Sight for Sore Eyes 


FILM: DEV D
DIRECTOR: ANURAG KASHYAP
STARRING: ABHAY DEOL, MAHI GILL, KALKI KOECHLIN, DIBYENDU BHATTACHARYA

There is no weepiness in the Anurag Kashyap universe. There is drama, but dramatic tension, rather than being expressed, is almost always sublimated in drink, drugs, or — most powerfully — dancing. Among Dev D’s showstopping scenes is when Paro, rejected by Dev, is marrying a suitable businessman: Kashyap cuts rhythmically between Dev, drinking himself into a stupor, and Paro, in bridal finery, dancing her sorrows away in deliberate abandon.
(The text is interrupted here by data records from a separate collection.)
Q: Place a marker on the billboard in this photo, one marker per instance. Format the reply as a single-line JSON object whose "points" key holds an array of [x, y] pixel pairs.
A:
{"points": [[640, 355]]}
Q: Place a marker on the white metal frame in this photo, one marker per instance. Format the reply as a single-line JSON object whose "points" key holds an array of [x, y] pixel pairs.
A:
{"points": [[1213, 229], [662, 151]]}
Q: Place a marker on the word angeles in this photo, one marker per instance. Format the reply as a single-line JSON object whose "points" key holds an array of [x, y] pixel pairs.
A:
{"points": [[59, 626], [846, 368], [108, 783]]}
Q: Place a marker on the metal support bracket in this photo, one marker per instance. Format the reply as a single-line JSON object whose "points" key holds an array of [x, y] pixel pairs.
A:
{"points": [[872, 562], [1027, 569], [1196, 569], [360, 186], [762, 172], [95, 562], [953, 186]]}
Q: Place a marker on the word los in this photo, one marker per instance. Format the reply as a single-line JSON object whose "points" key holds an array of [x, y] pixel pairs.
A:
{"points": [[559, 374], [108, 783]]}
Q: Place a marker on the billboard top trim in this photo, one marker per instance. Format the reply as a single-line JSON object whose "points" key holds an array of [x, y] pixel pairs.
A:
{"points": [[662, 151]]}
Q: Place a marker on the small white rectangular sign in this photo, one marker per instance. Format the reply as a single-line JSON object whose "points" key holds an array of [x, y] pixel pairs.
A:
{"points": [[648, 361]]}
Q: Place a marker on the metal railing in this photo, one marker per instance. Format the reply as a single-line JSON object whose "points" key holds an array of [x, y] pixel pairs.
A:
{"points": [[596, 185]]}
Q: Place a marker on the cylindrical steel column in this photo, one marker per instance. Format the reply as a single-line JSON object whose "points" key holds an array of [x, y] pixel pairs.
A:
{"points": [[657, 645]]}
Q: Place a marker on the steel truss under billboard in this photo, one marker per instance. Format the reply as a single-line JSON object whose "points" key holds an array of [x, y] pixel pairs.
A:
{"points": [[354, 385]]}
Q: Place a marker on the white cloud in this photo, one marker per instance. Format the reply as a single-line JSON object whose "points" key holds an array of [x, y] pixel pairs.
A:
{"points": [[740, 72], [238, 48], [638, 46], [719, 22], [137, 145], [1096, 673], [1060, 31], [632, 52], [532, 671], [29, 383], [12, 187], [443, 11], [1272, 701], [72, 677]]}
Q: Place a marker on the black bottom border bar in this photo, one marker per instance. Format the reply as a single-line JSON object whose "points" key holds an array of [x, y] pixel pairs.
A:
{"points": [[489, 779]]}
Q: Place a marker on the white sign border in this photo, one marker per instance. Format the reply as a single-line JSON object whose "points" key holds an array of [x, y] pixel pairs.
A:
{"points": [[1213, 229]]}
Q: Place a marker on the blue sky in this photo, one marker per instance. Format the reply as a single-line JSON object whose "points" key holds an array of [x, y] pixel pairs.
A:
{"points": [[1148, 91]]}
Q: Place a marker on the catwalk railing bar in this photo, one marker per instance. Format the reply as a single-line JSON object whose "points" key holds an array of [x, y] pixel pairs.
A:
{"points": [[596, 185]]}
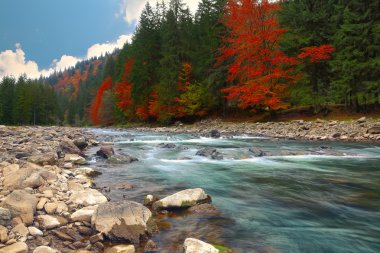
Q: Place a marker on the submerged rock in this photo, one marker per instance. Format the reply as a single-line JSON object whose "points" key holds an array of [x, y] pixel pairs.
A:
{"points": [[192, 245], [183, 199], [18, 247], [123, 221], [105, 152], [210, 153], [21, 204]]}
Despite the film being visually stunning, full of standout setpieces in locales stark and psychedelic, Kashyap’s greatest strength is his characterisation and dialogue — and thankfully, he knows it. In Dev D (played to understated perfection by Abhay Deol), he has created a flawlessly updated version of our most famous hero: one who doesn’t hesitate to ask his long-distance girlfriend to send him a “bina kapdon wali” photo of herself, but has a lot of trouble dealing with the possibility of her having a sexual history. Smaller characters are equally well-etched, like Dev’s father, who, having realised that the lovely Paro isn’t going to be his bahu after all, delivers one of the film’s best lines: “London ja ke tera taste kharaab ho gaya hai: whiskey chhodke vodka peeta hai, asli auraton ko chhodke sookhi-sookhi lakdiyon ke pichche bhaagta hai.

Kashyap’s Paro — an unapologetically passionate woman who gives as good as she gets — is at the film’s core, and the long-limbed Mahi Gill brings to the role a heartbreaking feistiness. Even with a broken heart, Paro remains the strongest of the three characters: the stubbornly self-destructive Dev seems to need a lot of mothering (which, oddly, both women seem happy to provide), while Chanda hides a deep vulnerability.
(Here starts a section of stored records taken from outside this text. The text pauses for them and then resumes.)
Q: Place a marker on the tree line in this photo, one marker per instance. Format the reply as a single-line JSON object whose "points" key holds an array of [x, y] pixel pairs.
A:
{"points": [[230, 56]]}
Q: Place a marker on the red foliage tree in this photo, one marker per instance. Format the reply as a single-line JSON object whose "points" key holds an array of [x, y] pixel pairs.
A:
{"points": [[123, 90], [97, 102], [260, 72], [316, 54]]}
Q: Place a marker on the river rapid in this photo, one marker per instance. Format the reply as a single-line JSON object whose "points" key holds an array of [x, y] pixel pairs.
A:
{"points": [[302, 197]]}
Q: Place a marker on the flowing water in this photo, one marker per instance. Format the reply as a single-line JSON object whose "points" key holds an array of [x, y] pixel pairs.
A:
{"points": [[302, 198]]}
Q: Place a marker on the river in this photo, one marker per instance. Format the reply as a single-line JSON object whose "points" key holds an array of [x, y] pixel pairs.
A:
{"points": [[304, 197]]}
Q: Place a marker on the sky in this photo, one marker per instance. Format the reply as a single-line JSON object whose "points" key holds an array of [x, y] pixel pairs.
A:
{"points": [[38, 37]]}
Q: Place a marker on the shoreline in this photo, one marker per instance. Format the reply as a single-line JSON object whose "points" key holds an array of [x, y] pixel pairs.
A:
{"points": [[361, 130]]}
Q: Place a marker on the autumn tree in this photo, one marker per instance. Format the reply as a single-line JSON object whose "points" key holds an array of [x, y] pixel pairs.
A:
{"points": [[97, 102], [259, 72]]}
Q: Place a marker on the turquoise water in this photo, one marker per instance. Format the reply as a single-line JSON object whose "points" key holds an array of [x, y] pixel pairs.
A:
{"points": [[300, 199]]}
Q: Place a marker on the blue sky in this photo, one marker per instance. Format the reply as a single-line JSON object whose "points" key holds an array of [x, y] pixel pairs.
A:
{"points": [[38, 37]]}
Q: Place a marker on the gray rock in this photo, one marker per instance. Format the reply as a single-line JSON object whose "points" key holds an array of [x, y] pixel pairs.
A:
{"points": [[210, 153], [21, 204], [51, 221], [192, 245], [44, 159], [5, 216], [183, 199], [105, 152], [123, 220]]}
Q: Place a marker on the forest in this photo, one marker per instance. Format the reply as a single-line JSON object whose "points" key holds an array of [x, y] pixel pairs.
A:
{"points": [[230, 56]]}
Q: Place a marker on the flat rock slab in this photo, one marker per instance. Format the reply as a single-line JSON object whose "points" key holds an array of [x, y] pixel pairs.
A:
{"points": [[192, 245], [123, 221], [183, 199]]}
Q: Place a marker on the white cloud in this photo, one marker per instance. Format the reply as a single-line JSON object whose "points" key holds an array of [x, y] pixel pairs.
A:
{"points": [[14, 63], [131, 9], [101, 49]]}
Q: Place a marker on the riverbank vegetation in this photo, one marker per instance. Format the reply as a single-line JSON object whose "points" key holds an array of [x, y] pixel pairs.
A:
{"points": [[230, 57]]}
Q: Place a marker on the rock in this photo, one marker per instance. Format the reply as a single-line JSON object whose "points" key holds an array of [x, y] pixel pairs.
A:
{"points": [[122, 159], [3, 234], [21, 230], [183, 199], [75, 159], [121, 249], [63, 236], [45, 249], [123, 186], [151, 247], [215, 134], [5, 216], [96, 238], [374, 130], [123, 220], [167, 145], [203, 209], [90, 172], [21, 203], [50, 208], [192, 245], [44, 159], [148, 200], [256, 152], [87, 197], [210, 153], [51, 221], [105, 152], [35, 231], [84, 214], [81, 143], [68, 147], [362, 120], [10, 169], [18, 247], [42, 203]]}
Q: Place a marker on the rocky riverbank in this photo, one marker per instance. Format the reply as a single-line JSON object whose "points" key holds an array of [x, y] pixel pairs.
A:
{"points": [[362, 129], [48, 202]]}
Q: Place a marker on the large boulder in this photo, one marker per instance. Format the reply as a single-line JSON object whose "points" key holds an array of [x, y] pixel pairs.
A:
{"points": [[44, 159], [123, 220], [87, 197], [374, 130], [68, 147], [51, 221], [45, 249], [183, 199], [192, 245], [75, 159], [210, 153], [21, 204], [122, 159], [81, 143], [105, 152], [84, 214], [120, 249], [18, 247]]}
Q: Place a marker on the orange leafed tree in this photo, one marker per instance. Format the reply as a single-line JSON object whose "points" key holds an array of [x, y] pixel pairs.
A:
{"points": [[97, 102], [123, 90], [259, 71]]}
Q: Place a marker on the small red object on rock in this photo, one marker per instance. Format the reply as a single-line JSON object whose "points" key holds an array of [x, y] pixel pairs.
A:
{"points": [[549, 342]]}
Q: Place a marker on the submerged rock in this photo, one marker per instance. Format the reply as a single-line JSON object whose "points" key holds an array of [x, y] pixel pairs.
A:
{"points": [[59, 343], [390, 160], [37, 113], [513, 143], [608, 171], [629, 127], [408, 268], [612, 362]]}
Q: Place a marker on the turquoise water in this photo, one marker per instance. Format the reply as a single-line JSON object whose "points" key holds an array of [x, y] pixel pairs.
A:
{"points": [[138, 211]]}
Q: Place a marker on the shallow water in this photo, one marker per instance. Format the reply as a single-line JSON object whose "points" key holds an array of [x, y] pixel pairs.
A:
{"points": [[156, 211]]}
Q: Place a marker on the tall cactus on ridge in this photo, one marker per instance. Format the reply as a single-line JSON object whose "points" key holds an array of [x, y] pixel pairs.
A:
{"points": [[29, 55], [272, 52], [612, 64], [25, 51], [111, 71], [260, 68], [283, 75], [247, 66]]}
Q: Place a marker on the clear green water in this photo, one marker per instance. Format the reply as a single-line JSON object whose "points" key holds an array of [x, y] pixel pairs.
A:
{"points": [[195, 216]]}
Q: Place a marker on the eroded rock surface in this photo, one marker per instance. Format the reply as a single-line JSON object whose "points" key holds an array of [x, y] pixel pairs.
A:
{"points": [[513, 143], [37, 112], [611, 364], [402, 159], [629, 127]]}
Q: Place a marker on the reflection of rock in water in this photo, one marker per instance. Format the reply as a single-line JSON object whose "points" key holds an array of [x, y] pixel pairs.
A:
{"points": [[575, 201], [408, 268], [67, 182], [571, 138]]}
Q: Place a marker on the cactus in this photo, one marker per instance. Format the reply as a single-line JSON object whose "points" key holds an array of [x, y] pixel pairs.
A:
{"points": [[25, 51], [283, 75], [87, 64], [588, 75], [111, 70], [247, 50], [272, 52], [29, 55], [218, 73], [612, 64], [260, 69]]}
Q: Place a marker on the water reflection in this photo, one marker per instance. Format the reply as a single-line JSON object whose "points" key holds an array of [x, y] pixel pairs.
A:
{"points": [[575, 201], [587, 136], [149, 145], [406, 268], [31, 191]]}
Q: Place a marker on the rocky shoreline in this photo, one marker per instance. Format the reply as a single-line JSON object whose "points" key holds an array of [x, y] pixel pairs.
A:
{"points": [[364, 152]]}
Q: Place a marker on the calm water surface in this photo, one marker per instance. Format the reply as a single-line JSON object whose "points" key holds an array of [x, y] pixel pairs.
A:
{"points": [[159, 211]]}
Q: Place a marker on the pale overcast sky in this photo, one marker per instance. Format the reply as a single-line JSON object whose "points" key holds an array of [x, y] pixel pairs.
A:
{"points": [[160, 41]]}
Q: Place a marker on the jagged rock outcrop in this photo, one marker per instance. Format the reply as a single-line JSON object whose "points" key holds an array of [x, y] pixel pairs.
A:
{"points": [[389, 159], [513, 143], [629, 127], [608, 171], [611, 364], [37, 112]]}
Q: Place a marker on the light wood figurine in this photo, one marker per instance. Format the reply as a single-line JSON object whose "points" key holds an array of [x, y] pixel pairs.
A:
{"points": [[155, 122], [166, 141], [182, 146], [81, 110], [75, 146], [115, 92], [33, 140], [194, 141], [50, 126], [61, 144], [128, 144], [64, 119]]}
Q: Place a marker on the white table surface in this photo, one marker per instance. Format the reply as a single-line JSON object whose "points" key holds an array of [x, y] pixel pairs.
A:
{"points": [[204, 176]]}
The Chanda section is where the film flounders a little. Much as you want to like her, Kalki Koechlin, as the half-firang schoolgirl Leni, is hard put to do justice to her wildly overwritten opening journey from a posh South Delhi colony to Paharganj. Too much happens too soon to feel anything but vaguely synoptic, and by the time you get to the patriarchal Punjabi family home and find Kalki holding a copy of Alberto Moravia’s Contempt with Bardot on the cover, you’re too tired to wonder why. But these are small quibbles with a film that represents an undeniably remarkable vision, somehow both as deep-rooted as necessary, and utterly fresh.